Background:
Dolutegravir (DTG) is a preferred first-line antiretroviral for the treatment of people living with human immunodeficiency virus type one (PLWHIV). Fifteen million PLWHIV world-wide are expected to be treated with DTG regimen by 2025. This includes pregnant women, who remain a significant infected population. Widespread DTG usage is linked to its high potency, barrier to resistance, and cost-effectiveness. Despite such benefits, potential risks of DTG-linked fetal neurodevelopmental toxicity remain a concern. To this end, novel formulation strategies are timely to maximize DTG’s therapeutic potentials while limiting adverse events during pregnancy. Thus, we posit that injectable long-acting (LA) nanoformulated DTG (NDTG) could provide improved safety by reducing fetal drug exposures compared to orally administered drug.
Methods:
Pregnant C3H/HeJ mice were treated with daily oral DTG at a human equivalent dosage (5 mg/kg). These were compared against pregnant mice injected with intramuscular (IM) NDTG given at 45 or 25 mg/kg at one or two doses, respectively. Treatment began at gestation day (GD) 0.5. DTG levels were measured in plasma of dams and in whole brain tissues of embryos at GD 17.5 using mass spectrometry. Magnetic resonance imaging (MRI) and non-targeted proteomic tests were performed on embryo brains at GD 17.5 to cross-validate pathobiological pathways.
Results:
Single (45 mg/kg) or two (25 mg/kg) IM injections of NDTG, or daily oral DTG administration (5 mg/kg) achieved equivalent therapeutic plasma DTG levels (4000-6500 ng/mL) in pregnant dams. However, five-fold lower DTG levels were observed in embryo brain following NDTG injections.
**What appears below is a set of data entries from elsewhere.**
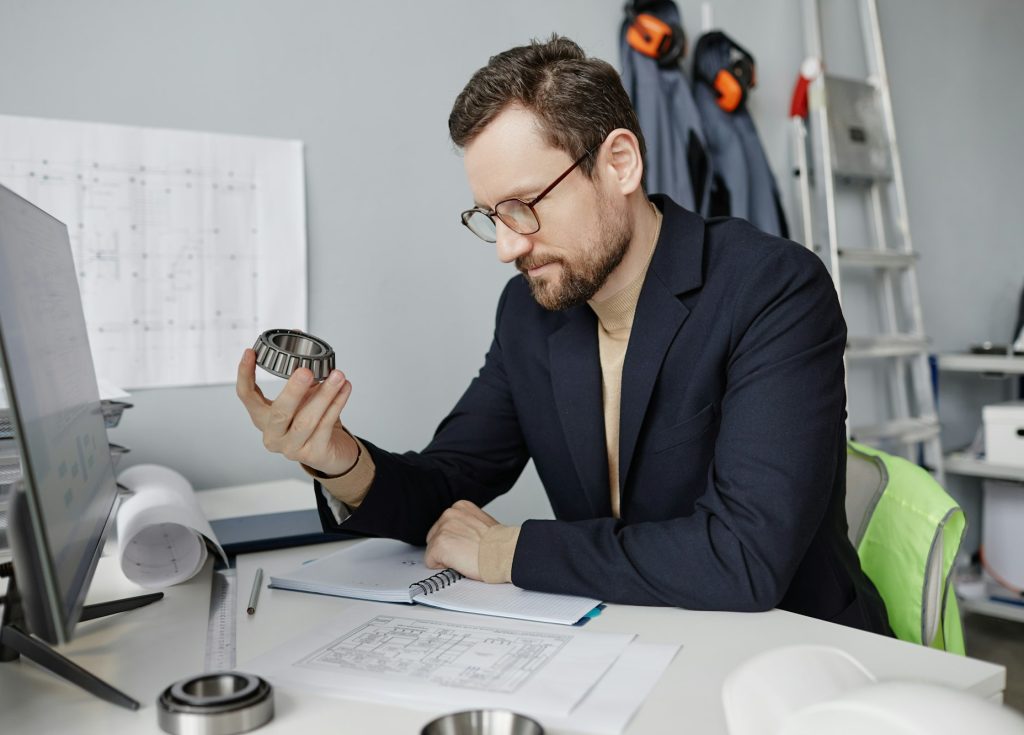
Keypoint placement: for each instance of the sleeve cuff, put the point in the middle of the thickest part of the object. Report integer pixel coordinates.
(497, 552)
(350, 486)
(340, 511)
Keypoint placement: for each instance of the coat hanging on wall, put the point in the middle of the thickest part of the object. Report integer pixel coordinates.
(742, 183)
(652, 47)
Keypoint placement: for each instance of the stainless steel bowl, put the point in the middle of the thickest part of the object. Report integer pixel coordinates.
(483, 722)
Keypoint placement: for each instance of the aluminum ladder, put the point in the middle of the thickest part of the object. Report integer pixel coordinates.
(849, 184)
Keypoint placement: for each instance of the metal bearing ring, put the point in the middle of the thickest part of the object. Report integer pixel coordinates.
(218, 703)
(284, 351)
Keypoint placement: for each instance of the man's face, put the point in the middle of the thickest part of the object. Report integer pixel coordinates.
(585, 227)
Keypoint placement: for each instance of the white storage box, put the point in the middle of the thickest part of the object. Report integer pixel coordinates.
(1005, 432)
(1003, 529)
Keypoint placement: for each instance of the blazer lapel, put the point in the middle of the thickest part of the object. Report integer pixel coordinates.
(676, 268)
(576, 379)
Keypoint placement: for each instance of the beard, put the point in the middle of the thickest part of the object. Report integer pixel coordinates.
(583, 275)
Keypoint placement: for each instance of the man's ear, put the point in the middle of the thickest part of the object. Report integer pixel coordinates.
(623, 161)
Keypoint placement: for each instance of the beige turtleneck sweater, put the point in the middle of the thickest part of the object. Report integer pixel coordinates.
(614, 316)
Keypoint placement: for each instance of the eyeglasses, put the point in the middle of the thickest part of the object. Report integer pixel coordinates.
(515, 214)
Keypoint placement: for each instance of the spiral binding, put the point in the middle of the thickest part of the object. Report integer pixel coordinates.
(437, 581)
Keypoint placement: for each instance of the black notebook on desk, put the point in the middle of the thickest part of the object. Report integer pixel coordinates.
(387, 570)
(244, 534)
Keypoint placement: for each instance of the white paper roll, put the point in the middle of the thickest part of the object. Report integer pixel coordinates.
(162, 531)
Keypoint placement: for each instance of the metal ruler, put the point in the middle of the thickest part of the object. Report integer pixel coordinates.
(220, 623)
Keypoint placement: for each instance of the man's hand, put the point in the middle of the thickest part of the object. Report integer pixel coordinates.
(304, 422)
(454, 541)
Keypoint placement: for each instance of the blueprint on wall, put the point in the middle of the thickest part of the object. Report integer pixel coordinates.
(187, 245)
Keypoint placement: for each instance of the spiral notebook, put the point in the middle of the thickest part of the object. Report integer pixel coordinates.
(387, 570)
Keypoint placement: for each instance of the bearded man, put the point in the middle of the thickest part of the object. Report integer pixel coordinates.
(678, 383)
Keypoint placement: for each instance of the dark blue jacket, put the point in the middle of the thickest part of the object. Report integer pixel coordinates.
(731, 443)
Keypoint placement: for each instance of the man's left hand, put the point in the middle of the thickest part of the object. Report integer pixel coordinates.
(454, 542)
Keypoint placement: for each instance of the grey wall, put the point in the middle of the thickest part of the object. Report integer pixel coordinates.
(406, 297)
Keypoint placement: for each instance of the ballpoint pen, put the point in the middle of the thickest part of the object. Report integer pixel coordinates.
(254, 595)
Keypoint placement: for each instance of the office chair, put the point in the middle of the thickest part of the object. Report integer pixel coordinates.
(906, 530)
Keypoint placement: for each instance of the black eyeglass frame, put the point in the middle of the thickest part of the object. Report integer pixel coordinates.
(492, 213)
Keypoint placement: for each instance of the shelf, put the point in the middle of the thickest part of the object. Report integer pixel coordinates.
(991, 364)
(961, 463)
(984, 606)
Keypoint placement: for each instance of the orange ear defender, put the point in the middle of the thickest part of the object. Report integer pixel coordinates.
(735, 79)
(732, 84)
(665, 42)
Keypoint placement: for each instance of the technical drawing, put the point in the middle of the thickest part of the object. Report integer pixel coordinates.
(187, 245)
(448, 654)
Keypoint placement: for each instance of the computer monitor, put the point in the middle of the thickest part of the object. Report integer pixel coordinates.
(58, 520)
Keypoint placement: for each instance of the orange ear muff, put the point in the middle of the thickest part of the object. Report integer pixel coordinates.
(730, 91)
(649, 35)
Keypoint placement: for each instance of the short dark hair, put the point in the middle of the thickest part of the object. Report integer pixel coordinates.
(578, 100)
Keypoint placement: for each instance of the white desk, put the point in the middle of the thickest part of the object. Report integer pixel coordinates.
(145, 650)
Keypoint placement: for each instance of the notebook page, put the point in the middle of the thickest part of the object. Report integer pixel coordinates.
(374, 569)
(509, 601)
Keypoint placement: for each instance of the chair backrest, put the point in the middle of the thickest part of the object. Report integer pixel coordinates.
(907, 531)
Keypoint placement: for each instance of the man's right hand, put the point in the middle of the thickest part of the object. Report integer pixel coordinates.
(304, 422)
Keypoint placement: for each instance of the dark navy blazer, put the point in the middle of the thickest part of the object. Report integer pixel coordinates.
(731, 441)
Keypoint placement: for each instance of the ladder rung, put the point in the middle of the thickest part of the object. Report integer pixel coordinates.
(891, 346)
(877, 259)
(906, 431)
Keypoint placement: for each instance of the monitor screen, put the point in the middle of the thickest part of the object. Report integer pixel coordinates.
(68, 479)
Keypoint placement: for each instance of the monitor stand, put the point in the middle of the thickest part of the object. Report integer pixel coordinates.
(15, 641)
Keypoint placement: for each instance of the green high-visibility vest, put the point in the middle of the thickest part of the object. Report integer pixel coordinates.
(908, 549)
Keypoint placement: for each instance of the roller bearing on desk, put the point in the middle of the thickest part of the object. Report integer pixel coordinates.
(281, 352)
(219, 703)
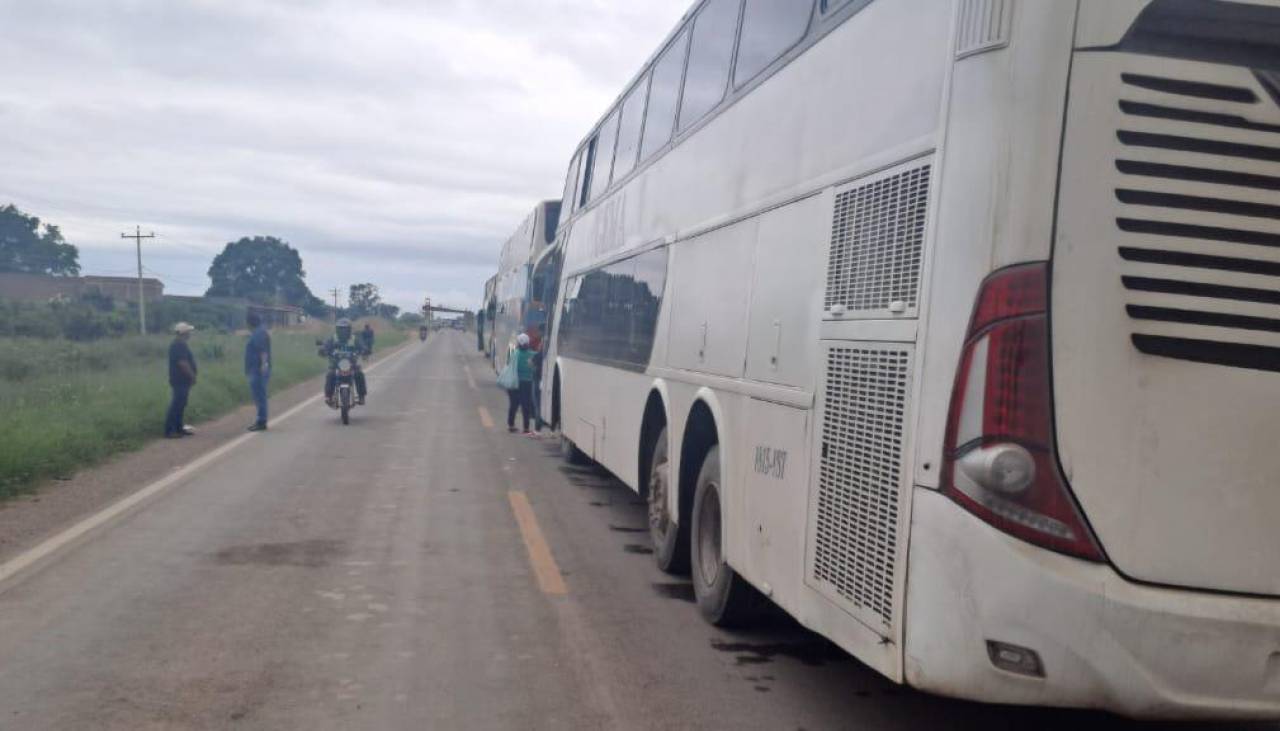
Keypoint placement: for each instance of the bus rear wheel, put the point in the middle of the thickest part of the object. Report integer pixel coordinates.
(723, 598)
(670, 539)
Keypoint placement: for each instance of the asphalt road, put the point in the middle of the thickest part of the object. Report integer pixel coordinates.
(421, 569)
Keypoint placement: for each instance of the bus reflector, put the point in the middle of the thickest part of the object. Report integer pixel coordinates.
(1000, 461)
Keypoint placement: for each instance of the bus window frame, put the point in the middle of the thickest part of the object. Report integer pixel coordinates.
(737, 50)
(832, 18)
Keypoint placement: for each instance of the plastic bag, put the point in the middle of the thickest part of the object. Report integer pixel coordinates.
(508, 378)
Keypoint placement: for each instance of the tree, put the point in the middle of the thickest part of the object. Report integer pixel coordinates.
(264, 270)
(364, 300)
(26, 249)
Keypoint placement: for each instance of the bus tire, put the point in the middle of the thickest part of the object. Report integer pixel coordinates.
(723, 598)
(571, 453)
(670, 539)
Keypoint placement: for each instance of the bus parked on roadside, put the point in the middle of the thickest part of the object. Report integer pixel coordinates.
(951, 328)
(513, 310)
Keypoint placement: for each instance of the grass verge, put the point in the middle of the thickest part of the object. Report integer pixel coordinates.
(71, 405)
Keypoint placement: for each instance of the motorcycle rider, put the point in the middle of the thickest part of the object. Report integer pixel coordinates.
(341, 342)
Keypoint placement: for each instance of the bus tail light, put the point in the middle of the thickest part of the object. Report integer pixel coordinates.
(1000, 461)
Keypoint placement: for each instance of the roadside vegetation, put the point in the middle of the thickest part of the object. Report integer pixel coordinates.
(69, 405)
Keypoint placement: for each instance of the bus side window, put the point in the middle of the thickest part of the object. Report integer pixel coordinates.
(664, 94)
(604, 156)
(709, 56)
(584, 186)
(769, 28)
(629, 128)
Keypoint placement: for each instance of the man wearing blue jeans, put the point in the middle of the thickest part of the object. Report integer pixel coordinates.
(257, 366)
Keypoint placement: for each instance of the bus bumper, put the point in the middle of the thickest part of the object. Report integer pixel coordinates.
(1104, 642)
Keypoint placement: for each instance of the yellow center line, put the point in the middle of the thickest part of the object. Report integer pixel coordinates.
(549, 578)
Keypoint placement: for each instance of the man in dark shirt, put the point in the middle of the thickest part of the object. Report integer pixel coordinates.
(182, 377)
(257, 366)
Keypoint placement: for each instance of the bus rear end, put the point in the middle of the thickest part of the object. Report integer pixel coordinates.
(1105, 529)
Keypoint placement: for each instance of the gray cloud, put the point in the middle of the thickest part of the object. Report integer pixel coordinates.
(391, 141)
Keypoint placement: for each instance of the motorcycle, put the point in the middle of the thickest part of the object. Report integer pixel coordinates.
(343, 362)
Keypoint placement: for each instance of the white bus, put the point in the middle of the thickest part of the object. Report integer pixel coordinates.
(952, 328)
(513, 310)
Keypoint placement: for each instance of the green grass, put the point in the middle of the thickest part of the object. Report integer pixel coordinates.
(71, 405)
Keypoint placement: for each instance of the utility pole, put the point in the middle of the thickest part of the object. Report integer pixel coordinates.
(137, 236)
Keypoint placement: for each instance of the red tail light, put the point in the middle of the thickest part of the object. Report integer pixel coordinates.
(1000, 461)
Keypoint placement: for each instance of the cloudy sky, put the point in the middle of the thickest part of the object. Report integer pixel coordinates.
(389, 141)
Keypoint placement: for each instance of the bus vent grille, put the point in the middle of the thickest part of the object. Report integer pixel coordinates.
(983, 26)
(1200, 169)
(877, 242)
(859, 479)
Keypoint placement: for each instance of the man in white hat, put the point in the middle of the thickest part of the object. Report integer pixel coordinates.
(182, 377)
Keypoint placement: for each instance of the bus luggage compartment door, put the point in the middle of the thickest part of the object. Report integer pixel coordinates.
(859, 493)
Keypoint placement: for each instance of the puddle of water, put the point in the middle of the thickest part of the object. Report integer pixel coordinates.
(627, 529)
(305, 553)
(813, 652)
(682, 590)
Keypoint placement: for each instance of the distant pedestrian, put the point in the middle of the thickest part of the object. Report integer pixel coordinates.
(522, 396)
(182, 377)
(257, 366)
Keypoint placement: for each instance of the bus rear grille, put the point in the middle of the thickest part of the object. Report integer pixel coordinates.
(1198, 165)
(859, 479)
(877, 241)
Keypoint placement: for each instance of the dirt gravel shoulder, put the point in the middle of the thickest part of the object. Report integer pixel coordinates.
(28, 519)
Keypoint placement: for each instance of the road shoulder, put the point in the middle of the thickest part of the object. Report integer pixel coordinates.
(55, 505)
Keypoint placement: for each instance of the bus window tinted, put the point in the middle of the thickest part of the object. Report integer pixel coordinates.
(769, 28)
(611, 314)
(571, 184)
(604, 156)
(629, 129)
(663, 95)
(709, 56)
(584, 181)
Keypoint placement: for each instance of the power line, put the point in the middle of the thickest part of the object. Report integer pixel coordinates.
(137, 236)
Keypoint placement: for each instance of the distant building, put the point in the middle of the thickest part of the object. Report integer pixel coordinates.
(279, 315)
(42, 288)
(124, 288)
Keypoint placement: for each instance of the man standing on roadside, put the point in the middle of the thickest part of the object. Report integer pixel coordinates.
(182, 377)
(257, 366)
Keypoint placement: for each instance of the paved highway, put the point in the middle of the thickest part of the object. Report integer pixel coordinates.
(421, 569)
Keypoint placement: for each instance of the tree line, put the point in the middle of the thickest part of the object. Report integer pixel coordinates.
(261, 269)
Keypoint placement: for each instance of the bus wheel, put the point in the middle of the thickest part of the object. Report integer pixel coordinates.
(571, 453)
(670, 540)
(723, 598)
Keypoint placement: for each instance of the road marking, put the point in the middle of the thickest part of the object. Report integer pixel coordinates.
(549, 578)
(32, 556)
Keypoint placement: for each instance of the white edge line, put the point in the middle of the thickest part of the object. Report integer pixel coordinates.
(50, 546)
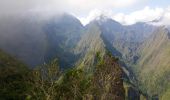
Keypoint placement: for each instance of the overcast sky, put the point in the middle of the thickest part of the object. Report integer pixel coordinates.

For daily oral DTG, average concentrations of 196 ng/g were recorded compared to 34 ng/g and 45 ng/g for single or two IM injections of NDTG, respectively. MRI scanning of live dams was performed to acquire T1 maps of the embryo brain to assess oxidative stress. Significantly lower T1 values were noted in daily oral DTG-treated mice, whereas comparative T1 values were noted between control and NDTG-treated mice, indicating prevention of DTG-induced oxidative stress when delivered as NDTG. Proteomic profiling of embryo brain tissues demonstrated reductions in oxidative stress, mitochondrial impairments, and amelioration of impaired neurogenesis and synaptogenesis in NDTG-treated group.
Conclusions:
This work suggests that long-acting drug delivery can prevent DTG-linked neurodevelopmental deficits by limiting drug exposure to the embryo brain.